Face à ces événements, les nationalistes brandissent le concept de « communauté de destin ». Une notion avancée par le Front de libération nationale corse (FLNC) en 1987, basée sur une conception du « peuple corse » comme un mélange de Corses « d’origine » et de Corses « d’adoption ».
« Nous avons toujours vécu en paix et en harmonie dans l’île et nous ne voulons pas que cela change, explique à MEE Mohamed Ouahou, jeune porte-parole d’InterMed, une association de médiation qui milite en faveur de la « non-violence ». « Dans l’état de confusion des événements qui se sont produits à Sisco, je comprends la réaction des habitants du village. En revanche, je ne peux pas comprendre les slogans ‘’Arabi fora’’ [les Arabes dehors] qui ont résonné dans les rues de Bastia au lendemain des événements de Sisco, et mettent tout le monde dans le même sac ».
Jean-Guy Talamoni en convient d’ailleurs parfaitement : « Je ne me reconnais pas dans ce type de slogans, tranche l’indépendantiste. Notre projet de société est axé sur une conception ouverte du peuple qui ne fait pas la moindre concession au racisme ».
Le 29 juillet, dans un contexte de tension, à la suite de l’attentat de Nice qui a particulièrement touché l’île du fait de sa proximité géographique et des nombreux liens qu’elle entretient avec cette voisine continentale, la majorité nationaliste de l’Assemblée régionale votait, de concert avec la droite et la gauche, une « résolution sur la sécurité publique et l’intégrisme islamique en Corse ». Les élus réclamaient à l’État « la fermeture immédiate des lieux de culte ou de réunion constituant des foyers de radicalisation avérés ou dans lesquels sont tenus des discours de haine créant un climat favorable à la violence ».

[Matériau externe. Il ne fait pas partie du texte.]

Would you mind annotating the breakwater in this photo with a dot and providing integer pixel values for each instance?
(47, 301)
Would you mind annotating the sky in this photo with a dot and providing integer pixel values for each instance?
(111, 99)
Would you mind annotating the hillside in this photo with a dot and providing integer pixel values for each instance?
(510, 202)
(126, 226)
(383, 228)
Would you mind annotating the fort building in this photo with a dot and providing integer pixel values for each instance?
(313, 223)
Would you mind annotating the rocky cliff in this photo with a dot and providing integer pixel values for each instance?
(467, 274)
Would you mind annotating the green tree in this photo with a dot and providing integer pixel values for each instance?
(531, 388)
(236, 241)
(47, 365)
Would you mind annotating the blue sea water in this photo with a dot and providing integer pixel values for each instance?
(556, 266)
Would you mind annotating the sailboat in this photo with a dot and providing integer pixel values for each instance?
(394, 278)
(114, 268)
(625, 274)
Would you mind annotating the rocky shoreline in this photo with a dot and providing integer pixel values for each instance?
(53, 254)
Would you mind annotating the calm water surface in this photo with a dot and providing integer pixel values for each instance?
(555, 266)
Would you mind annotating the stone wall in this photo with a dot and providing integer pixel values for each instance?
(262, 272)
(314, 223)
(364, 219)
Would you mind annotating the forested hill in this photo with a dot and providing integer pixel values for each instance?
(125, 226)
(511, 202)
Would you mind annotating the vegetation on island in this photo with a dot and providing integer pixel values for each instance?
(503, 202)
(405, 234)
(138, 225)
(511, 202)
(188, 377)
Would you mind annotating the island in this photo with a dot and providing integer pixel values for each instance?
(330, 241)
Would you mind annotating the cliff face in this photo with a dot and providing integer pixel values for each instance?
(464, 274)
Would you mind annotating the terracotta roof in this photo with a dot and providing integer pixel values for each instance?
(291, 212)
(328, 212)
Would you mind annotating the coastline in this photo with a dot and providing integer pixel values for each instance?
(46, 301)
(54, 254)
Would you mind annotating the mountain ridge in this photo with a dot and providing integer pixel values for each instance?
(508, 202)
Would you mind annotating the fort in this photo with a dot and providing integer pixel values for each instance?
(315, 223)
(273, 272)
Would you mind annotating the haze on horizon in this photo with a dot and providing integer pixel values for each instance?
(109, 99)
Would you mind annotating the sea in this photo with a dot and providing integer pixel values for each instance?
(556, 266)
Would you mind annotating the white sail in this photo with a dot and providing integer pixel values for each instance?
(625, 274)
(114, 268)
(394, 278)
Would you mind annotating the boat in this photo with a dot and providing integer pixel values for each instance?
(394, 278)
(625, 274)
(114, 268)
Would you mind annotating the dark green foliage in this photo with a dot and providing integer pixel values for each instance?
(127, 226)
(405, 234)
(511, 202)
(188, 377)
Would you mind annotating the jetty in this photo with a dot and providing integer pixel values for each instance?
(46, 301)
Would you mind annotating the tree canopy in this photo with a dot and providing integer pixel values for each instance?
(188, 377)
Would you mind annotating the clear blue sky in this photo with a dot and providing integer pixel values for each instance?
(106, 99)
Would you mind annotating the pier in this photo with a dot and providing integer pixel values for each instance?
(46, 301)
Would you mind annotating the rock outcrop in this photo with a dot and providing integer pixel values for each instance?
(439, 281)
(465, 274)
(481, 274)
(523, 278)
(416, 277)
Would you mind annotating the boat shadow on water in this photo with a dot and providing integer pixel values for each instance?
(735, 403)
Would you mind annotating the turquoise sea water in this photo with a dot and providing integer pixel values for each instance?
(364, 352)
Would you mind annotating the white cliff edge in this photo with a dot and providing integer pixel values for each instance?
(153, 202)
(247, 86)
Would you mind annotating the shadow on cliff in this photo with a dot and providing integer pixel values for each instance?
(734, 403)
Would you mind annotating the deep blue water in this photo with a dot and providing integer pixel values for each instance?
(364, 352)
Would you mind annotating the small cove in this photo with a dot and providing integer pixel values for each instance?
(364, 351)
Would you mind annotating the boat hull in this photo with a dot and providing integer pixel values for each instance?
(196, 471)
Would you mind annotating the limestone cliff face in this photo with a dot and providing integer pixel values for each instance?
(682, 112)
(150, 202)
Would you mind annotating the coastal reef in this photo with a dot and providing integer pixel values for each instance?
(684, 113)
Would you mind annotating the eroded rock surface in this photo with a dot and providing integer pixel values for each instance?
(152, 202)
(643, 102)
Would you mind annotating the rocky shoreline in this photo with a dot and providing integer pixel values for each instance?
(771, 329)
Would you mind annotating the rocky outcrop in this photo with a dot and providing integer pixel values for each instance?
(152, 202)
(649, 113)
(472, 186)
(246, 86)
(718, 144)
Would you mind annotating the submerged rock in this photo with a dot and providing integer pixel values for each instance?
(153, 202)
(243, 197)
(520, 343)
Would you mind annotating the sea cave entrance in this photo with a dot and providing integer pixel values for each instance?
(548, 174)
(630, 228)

Quelques jours avant cette prise de position, l’arrivée dans l’île d’un groupe de salafistes avait fait monter la température. Débarqués par bateau, les prédicateurs avaient reçu un accueil glacial sur place, où ils ont été « mis dehors » d’une salle de prière de Bastia par d’autres musulmans, dont Kader Azahaf, le représentant de l’Union des Marocains de la ville. « Ces gens-là ne sont pas les bienvenus, appuie Mohamed Ouahou. Nous devons nous donner les moyens de leur fermer les portes. Chacun peut pratiquer sa religion, mais avec du respect et de la discrétion, sans s’imposer. L’islam a sa place en Corse. Pas le salafisme », a-t-il déclaré à MEE.